Le casse-tête des médicaments
La confusion grandit encore au moment d’acheter les médicaments.
Après la consultation, le patient règle la facture puis se rend à la pharmacie. Et là, une nouvelle réalité s’impose.
L’assurance rembourse certains médicaments partiellement. Elle en exclut d’autres totalement. Elle couvre certains génériques mais pas les traitements prescrits. Et elle laisse parfois des soins pourtant indispensables entièrement à la charge du patient.
Dans la pratique, l’ordonnance du médecin et les règles de remboursement ne suivent pas toujours la même logique.
Le patient, lui, ne choisit ni sa maladie ni son traitement. Il suit les prescriptions médicales. Et c’est là que naît le sentiment d’injustice.
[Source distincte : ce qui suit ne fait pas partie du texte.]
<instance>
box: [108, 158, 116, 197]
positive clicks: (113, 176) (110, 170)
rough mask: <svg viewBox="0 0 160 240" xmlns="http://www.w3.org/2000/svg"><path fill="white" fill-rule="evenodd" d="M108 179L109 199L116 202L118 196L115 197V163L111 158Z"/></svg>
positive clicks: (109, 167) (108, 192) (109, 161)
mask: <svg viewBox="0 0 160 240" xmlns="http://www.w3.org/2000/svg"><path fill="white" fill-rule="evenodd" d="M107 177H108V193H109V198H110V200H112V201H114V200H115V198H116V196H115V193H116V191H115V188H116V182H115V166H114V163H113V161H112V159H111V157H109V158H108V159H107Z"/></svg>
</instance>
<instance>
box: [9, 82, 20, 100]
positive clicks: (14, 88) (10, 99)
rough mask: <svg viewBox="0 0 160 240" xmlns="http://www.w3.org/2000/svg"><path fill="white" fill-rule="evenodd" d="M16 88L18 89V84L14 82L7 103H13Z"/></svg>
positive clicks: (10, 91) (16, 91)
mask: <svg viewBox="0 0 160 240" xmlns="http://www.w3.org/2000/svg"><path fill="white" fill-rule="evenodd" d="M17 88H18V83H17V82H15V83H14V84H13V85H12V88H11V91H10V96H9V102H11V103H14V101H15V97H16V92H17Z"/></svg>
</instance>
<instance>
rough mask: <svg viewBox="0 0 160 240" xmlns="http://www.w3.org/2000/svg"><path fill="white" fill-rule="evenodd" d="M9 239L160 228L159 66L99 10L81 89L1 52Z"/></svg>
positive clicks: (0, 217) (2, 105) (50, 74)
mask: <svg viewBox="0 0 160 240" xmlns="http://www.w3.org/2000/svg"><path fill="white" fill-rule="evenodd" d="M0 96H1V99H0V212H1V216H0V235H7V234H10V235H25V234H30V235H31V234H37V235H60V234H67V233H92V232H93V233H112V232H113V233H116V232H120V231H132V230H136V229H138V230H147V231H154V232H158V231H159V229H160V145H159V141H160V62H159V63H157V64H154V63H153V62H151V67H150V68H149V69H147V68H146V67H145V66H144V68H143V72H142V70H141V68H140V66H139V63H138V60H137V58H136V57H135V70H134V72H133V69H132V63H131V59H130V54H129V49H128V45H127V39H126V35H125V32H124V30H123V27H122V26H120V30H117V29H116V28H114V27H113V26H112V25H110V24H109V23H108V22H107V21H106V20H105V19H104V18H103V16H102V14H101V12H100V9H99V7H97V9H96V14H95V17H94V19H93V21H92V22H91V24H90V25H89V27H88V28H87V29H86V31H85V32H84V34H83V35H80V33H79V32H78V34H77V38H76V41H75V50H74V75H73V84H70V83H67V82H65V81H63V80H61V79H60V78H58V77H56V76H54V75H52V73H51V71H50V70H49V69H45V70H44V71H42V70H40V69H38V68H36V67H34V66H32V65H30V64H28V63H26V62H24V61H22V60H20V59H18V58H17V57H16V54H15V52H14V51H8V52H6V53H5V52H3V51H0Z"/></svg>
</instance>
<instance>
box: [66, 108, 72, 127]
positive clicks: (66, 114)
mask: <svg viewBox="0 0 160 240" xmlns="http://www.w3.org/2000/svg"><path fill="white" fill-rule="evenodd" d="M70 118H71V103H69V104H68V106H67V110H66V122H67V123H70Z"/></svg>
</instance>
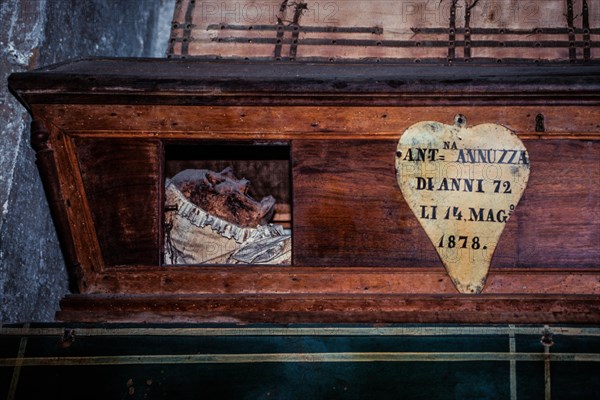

Quand les dépenses dépassent les remboursements
Comment expliquer à une famille fragilisée par la maladie qu’elle supportera l’essentiel des frais malgré des années de cotisations ?
Comment convaincre un retraité, un salarié ou une mère de famille que le système fonctionne, lorsque le reste à charge dépasse parfois le remboursement ?
Personne ne demande un remboursement total de toutes les dépenses. Aucun système de santé ne le permet.
Mais une question demeure : celle de la cohérence.
Les assurés veulent comprendre :
• Sur quelle base les organismes calculent-ils les remboursements ?
• Pourquoi l’assurance rembourse-t-elle une consultation de 300 dirhams comme si elle valait beaucoup moins ?
• Pourquoi refuse-t-elle de couvrir certains médicaments prescrits par des médecins conventionnés ?
• Quand les bases de remboursement s’aligneront-elles enfin sur le coût réel des soins ?
Quand la confiance s’érode
Une couverture sociale ne se mesure pas au montant des cotisations qu’elle prélève.
Elle se mesure au soulagement qu’elle apporte quand la maladie frappe.
Aujourd’hui, de nombreux citoyens paient une assurance tout en découvrant, au moment critique, qu’ils doivent surtout compter sur eux-mêmes.
Et c’est peut-être cela le plus inquiétant.
Quand la confiance dans le système recule, ce n’est pas seulement le budget des ménages qui souffre.
C’est le pacte social lui-même qui s’affaiblit.
Car derrière chaque dossier de remboursement, il n’y a pas un numéro.
Il y a une personne malade.
Une personne qui espère simplement que la solidarité promise se traduira, un jour, dans la réalité du quotidien.
Votre chroniqueuse, qui continue de croire que la santé est un droit et que les remboursements devraient s’en souvenir.